This paper has the title “Is traditional teaching really all that bad?” and is by Schwerdt and Wuppermann makes clear that this paper sets out to show it isn’t. And without this paper I would have said the same thing. Simply because I wouldn’t deny that ‘direct instruction’ has had a rough treatment in the last decades.
There are several versions of this paper on SSRN and other repositories. The published version is from ‘Economics of Education Reviw’, and this immediately shows why I have included it. In the advent of economics papers some have preferred to use this paper rather than a more sociological, psychological or education research approach.
The literature review is, as often the case in my opinion in economics papers, a bit shallow. The study uses TIMSS 2003 year 8 data (I don’t know why they didn’t use 2007 data).
I find the wording “We standardize the test scores for each subject to be mean 0 and standard deviation 1.” a bit strange because the TIMSS dataset, as in later years, does not really have ‘test scores per subject’ because subjects do not make all the assessment items.
(link)Instead, there are five so-called ‘plausible values’. Not using them might underestimate the standard error, which might lead to results being significant more swiftly. This variable is the outcome, another variable is the question 20.
The distinction between instruction and problem solving are based on three of these items: b is seen as direct instruction, c and d together problem solving (note that one of course does mention ‘guidance’). There is an emphasis on ‘new material’ so I can see why these are chosen. Of course the use of percentages means that an absolute norm is not apparent, but I can see how lecture%/(lecture%+problemsolving%) denotes a ratio of lecturing. The other five elements are together used as control. Mean imputation was used (I can agree that imputation method probably did not make a difference) and sample weights (also good, contrary to no plausible values).
Table 1 in the paper tabulates all the variables and shows some differences between maths and science teachers, for example in the intensity of lecture style teaching. The paper then proposes a model “standard education production function”. In all the result tables we can certainly see the standard p=.10 and again with large N’s this, to me, seems unreasonable. A key result is in Table 4:
The first line is the lecture style teaching variable. Columns 1 and 3 show that Math is significant (but keep in mind, at 5% with high N. However, 0.514 does sound quite high) and Science is not. Columns 2 and 4 then have the same result but now by taking into account school sorting based on unobservable characteristics of students through inclusion of fixed school effects. I find the pooling a bit strange, and reminds me of the EEF pooling of maths mastery for primary and secondary to gain statistically significant results. Yes, here too, both subjects then yield significant results. Together with the plausible values issue I would be cautious.
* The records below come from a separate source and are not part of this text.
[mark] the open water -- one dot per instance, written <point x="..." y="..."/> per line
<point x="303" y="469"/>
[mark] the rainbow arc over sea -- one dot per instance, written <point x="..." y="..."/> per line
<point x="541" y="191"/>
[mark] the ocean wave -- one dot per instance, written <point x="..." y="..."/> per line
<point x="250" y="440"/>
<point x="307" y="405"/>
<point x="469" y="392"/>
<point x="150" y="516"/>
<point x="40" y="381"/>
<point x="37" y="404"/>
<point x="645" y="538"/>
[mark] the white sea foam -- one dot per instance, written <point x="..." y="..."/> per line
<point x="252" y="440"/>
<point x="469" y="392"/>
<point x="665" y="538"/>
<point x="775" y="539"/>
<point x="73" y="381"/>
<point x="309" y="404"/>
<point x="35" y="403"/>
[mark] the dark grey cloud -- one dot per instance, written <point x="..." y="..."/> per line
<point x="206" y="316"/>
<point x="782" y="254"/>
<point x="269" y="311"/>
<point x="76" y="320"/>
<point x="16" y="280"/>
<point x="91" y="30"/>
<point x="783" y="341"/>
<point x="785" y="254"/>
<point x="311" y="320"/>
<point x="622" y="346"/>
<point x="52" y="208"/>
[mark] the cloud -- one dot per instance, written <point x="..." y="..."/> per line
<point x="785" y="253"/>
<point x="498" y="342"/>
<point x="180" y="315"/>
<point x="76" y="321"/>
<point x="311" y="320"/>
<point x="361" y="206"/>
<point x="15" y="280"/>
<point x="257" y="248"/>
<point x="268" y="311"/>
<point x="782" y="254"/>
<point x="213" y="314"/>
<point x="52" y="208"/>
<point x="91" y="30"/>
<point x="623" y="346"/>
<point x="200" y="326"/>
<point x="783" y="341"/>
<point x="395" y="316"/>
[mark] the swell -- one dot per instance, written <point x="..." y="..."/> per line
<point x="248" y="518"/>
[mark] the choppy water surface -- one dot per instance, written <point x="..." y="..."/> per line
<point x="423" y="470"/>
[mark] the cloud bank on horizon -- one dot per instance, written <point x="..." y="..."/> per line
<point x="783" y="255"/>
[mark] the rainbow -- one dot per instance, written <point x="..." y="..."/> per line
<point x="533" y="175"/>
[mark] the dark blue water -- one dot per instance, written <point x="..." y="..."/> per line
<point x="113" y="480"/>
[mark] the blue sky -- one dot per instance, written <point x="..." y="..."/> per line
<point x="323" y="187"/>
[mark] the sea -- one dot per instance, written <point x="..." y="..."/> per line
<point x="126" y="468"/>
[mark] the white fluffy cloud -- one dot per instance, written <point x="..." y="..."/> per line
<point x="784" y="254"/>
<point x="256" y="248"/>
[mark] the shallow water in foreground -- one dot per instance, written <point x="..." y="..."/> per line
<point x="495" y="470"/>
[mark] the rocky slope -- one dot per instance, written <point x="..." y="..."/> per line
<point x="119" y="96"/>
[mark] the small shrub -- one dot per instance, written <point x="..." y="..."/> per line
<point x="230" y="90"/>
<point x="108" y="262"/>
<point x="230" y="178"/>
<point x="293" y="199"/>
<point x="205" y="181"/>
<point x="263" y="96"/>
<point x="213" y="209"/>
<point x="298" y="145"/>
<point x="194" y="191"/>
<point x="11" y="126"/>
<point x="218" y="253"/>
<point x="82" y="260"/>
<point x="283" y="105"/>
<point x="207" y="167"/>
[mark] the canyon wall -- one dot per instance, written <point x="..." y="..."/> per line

Table 5 extends the analysis.
The same pattern arises. The key variable is significant at the questionable 10% level (column 1) and a bit stronger after adding confounding variables (at the 5% level, but again with high N). The articles notices that over the columns the variable is quite constant, but also that it’s lower than the Table 4 results, showing that there are school effects.
There is footnote on page 373 that might have received a bit more attention. I find the reporting a bit strange because the first line indicates that variable ranges from 0.11 to 0.14, not 0.14 to 0.1 (and why go from a larger to a smaller number, is this a typo?). Overall, 1% of an SD seems very low. I think the discussion that follows is interesting and adds some thoughts. I thought it was interesting that was said “Our results, therefore, do not call for more lecture style teaching in general. The results rather imply that simply reducing the amount of lecture style teaching and substituting it with more in-class problem solving without concern for how this is implemented is unlikely to raise overall student achievement in math and science.”. Well, that does seem a balanced conclusion, indeed. And again, a strong feature for most economic papers, the robustness checks are good.
In conclusion, I found this an interesting use of a TIMSS variable. Perhaps it could be repeated with 2011 data, and now include all five plausible values (perhaps a source of error). Nevertheless, although I think strong conclusions in favour of lecturing could be debated, likewise it could be said that there also are no negative effects of it: there’s nothing wrong with lecturing!